As we keep annotating, we find new patterns where the rules we have so far defined are ambiguous. Take a look at the following example.
This shows the same sequence of repetitions annotated in two different ways. The space between the first and second repetition is longer than the threshold, so maybe it should be split into two separate annotations, like in the left example. However, the average distance between repetitions is less than the threshold, so we could be justified in annotating it all as one, like on the right. I chose to use the average distance and annotated like on the right-hand example. After all the threshold is arbitrary; if the second and third repetitions had occurred slightly earlier, there would be the same amount of vocal activity, but none of the gaps distances between repetitions would be greater than one second. So, the rule was amended to specify that it should be the average distance that the threshold applies to.
How long can one annotation last?
The example below shows part of a repetitive vocalisation that lasts for more than 100 seconds
According to the rules above, they should all be grouped into a single annotation. But surely, if we are relying on the number of annotations to calculated bird calling activity, this single annotation would be an underestimate. This might not matter if we are going to also incorporate the duration of the annotations into the calculation, but, for the purpose of keeping things manageable, and so that the annotation count can be used without the duration, A rule was added that the maximum duration of an annotation of a repetitive vocalisation is five seconds. I am not sure if this was the best but it worked well for my research. Given a different objective, maybe it should have been 10 seconds or had no upper limit at all. But, at least this way, I have a rule that is easy to follow, enforcing consistency.
More ambiguity
There were a few more details to the rules that I added upon encountering cases were the ambiguous. Here are a couple of examples
On the left is a case where the same individual changes the pattern during a repetitive call. In this case, two annotations were used: one for each part of the vocalisation.

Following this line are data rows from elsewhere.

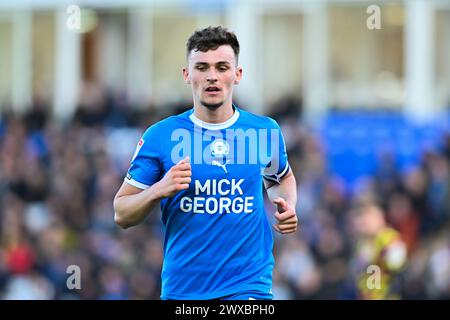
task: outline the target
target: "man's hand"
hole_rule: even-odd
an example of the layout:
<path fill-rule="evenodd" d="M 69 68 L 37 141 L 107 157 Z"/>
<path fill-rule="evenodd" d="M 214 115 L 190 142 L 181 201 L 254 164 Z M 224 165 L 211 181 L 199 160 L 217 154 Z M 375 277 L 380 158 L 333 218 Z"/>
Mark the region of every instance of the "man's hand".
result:
<path fill-rule="evenodd" d="M 297 231 L 298 218 L 295 208 L 292 208 L 283 198 L 276 198 L 273 203 L 277 206 L 275 218 L 278 223 L 272 225 L 275 231 L 287 234 Z"/>
<path fill-rule="evenodd" d="M 173 197 L 179 191 L 188 189 L 191 176 L 191 164 L 189 163 L 189 157 L 186 157 L 170 168 L 164 178 L 155 183 L 159 197 Z"/>

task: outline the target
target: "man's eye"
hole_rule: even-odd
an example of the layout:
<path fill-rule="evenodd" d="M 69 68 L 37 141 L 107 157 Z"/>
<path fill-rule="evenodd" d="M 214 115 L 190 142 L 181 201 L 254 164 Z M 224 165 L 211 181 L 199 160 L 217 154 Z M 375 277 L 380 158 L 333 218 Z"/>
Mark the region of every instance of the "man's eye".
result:
<path fill-rule="evenodd" d="M 197 69 L 197 70 L 200 70 L 200 71 L 205 71 L 205 70 L 206 70 L 206 68 L 203 67 L 203 66 L 198 66 L 196 69 Z"/>
<path fill-rule="evenodd" d="M 219 70 L 220 70 L 220 71 L 227 71 L 228 68 L 227 68 L 227 67 L 219 67 Z"/>

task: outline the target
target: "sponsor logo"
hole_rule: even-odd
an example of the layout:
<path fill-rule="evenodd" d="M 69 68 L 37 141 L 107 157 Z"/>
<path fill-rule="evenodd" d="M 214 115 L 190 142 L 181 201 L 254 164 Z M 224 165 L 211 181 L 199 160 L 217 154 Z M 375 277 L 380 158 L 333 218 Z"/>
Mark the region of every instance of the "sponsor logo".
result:
<path fill-rule="evenodd" d="M 133 155 L 133 158 L 131 159 L 131 161 L 133 161 L 134 160 L 134 158 L 136 158 L 136 156 L 138 155 L 138 153 L 139 153 L 139 150 L 141 150 L 141 148 L 142 148 L 142 146 L 144 145 L 144 139 L 140 139 L 139 140 L 139 142 L 138 142 L 138 144 L 137 144 L 137 146 L 136 146 L 136 150 L 134 151 L 134 155 Z"/>

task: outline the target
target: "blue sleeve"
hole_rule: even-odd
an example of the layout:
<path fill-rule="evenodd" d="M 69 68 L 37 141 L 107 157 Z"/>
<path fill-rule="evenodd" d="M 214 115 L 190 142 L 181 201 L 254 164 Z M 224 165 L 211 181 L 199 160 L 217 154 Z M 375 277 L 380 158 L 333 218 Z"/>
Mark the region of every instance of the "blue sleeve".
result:
<path fill-rule="evenodd" d="M 162 175 L 160 139 L 155 127 L 145 131 L 139 140 L 125 181 L 132 186 L 146 189 L 158 182 Z"/>
<path fill-rule="evenodd" d="M 283 133 L 278 123 L 269 118 L 271 122 L 270 150 L 271 160 L 264 169 L 264 179 L 280 183 L 280 180 L 289 172 L 289 162 L 286 152 Z"/>

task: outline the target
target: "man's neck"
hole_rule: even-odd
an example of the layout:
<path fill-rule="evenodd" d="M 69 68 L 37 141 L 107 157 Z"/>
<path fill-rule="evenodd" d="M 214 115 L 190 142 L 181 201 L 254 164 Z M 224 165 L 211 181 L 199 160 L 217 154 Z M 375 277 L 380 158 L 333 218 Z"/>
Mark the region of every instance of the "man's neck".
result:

On the right is a case where the two individuals of the same species simultaneously produce repetitive vocalisations. The rules are applied to each individual separately (which is easier to notice by listening), meaning, in this case, that the distance between repetitions is greater than the threshold and they are therefore annotated separately.
Conclusion
I haven’t put an exhaustive list of all my rules here, because the more specific the rules get, the less likely it is that they will be applicable in other situations. What I hope to illustrate by sharing this is that first, there is a lot more to think about when fully annotating bird vocalisations than there might appear at the outset, and second, that in order to keep things consistent the annotators must create and follow a set of rules. This would be even more necessary if the task of annotating were shared by more than one person!